Mt. McKinley (2011) - Day 02

Mt. McKinley (2011) - Day 02

Anchorage to Talkeetna; gear checks; packing

03:00 - Our over night stay at the Mariott Anchorage Downtown was pleasant. We strolled around the city late at night after spending most of the day in planes and airports. There really isn't any point or purpose to Anchorage as far as I can tell ... except that it serves as the entry point for my Apple products when they ship directly from China.


13:00 - Denali Overland picked us up on-time and ushered us (and two French climbers - Pierre and some L-name that I couldn't understand, much less pronounce or spell) to Wasilla for some final grocery shopping at Fred-Meyers. We grabbed bacon bits, salmon, butter, ramen, ear plugs, toilet paper - the necessities.


14:00 - Our ground transportation concluded at the Sheldon airplane hangar and we started gear sorting and packing. Wes' delusions of sub-80 pound loads were a distant memory. Unexplainably, our respective gear weighed in at nearly the same amount - just over one hundred pounds each, not counting the three gallons (twenty-four pounds) of fuel we'll gradually burn for the sake of hot water. We'll each carry some forty-six pounds of food; enough for us to eat two pounds a day for more than twenty days. That's a lot of food.


16:00 - Alaska Mountaineering School has a gear shop in Talkeetna and we paid them a visit; not a overly expensive visit, suprisingly. We each replaced our duffel bags with new thin, light-weight duffels that aren't water proof, but also aren't six pounds. My Mountain Hardwear duffel is designed to withstand the rigors of airport travel (the most brutal test of baggage strength known to man) and that's way over-kill for glaciers and mountaineering.


18:00 - Dinner this evening was at Mountain High Pizza. Desert (berry cobbler -sort of - and ice cream) was from the Roadhouse Cafe. It rained briefly. The moquitos were out in force. The merlot was good despite being Yellowtail. I am looking forward to the post-climb pizza, wine and cobbler. I think I just climb to eat. And I know Wes just climbs to eat. He speaks of it regularly.

Sheldon Air put us up at the most conveniently located hostel ever - House of the Seven Trees - which is next door to the pizza place, across the street from the cafe and two doors down from the bar. Food and liquor has never been so accessible. Although in early season, like now, those amenities lack a certain abundance. The town seems very dead compared to years past. Things were much more lively by this point in '08 and '09.

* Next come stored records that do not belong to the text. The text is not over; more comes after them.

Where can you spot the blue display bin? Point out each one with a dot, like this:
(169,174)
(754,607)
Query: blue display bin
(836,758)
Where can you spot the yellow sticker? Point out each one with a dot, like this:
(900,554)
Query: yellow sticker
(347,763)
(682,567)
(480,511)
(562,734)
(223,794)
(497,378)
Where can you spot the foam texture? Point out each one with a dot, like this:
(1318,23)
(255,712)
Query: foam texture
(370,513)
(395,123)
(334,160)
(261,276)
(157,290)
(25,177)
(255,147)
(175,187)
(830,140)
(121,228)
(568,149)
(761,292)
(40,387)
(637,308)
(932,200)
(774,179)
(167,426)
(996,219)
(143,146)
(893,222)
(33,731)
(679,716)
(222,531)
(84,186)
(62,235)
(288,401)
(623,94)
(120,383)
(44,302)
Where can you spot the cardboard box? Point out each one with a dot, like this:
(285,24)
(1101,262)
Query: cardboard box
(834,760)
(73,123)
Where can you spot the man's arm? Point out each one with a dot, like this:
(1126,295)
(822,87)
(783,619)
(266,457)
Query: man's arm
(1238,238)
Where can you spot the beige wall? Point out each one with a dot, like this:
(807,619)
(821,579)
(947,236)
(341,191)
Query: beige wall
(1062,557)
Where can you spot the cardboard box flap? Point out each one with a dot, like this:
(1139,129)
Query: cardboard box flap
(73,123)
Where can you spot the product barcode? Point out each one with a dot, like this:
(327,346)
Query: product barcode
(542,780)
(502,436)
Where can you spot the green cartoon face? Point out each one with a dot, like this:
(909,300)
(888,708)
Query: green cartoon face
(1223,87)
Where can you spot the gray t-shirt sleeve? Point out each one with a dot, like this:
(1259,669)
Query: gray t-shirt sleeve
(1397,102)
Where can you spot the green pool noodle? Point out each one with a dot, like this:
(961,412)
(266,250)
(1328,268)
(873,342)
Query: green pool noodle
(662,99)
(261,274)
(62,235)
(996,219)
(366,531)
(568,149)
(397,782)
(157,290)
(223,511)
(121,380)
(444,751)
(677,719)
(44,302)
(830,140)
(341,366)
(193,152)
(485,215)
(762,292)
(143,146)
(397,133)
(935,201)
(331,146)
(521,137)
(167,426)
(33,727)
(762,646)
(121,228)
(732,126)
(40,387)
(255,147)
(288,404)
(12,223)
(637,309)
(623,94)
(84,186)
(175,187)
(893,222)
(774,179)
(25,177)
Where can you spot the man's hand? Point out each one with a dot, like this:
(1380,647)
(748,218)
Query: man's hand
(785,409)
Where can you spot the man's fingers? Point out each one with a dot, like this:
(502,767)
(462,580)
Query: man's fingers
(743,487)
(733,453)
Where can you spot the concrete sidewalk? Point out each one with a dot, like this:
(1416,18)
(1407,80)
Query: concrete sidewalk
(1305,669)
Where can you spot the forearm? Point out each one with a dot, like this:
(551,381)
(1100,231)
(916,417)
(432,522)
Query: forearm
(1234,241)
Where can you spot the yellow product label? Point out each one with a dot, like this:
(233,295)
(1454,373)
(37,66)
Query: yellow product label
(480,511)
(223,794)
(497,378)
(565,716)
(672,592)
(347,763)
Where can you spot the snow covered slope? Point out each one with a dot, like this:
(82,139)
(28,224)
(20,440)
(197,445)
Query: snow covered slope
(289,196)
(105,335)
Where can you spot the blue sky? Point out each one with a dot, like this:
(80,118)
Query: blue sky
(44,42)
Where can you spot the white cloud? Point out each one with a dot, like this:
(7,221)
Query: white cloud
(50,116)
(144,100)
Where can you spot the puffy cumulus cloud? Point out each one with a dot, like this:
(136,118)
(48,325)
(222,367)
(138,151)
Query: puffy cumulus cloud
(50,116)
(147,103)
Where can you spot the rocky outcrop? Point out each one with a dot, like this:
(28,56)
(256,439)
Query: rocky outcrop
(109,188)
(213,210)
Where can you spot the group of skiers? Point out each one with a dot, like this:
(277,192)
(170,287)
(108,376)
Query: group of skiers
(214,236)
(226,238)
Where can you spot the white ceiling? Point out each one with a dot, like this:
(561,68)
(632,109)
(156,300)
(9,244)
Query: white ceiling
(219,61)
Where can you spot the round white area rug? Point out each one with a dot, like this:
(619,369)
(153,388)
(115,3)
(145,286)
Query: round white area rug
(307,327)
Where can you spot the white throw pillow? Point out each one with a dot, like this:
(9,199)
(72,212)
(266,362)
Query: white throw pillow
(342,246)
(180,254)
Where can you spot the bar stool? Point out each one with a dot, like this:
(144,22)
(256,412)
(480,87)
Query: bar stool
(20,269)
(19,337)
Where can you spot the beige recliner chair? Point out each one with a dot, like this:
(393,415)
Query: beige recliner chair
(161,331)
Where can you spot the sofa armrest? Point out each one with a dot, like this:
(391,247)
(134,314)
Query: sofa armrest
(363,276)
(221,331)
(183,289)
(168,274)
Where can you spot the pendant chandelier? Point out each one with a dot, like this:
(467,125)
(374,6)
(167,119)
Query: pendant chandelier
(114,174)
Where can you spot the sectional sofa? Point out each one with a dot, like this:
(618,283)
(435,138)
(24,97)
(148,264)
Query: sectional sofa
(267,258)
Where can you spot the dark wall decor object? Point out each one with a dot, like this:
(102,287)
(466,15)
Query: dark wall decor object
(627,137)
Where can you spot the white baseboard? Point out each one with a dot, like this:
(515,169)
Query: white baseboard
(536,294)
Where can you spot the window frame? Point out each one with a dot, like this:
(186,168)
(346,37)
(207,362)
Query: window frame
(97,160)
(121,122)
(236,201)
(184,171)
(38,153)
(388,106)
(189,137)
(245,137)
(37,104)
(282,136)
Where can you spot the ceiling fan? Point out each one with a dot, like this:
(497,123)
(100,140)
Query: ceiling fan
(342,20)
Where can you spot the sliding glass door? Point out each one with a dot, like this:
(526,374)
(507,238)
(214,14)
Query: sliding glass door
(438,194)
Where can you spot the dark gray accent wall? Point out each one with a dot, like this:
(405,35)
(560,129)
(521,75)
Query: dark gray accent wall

Breakfast tomorrow - which is always an important topic for us, the night before - will be at the Roadhouse. The "standard half" for both of us, I expect. Following that delicious and filling meal, we'll spend an hour or more being lectured - for a third time - about the perils of mountaineering. The lecture will include a slideshow, which should be rated "R", consisting largely of frost bite pictures and otherwise very sad looking people who apparently chose not to heed the lectures delivered to them.

Following the small but inevitable bout with depression and anxiety that follows that lecture, and with CMC, climbing permit and "Big Test Icicles" cache stickers in-hand, we'll traipse across town to the airport, change clothes, toss our extra crap in the storage room, and eagerly jump onto the plane, somehow managing to ignore the pain we know awaits us.

Talkeetna ... a quaint little drinking town with a climbing problem.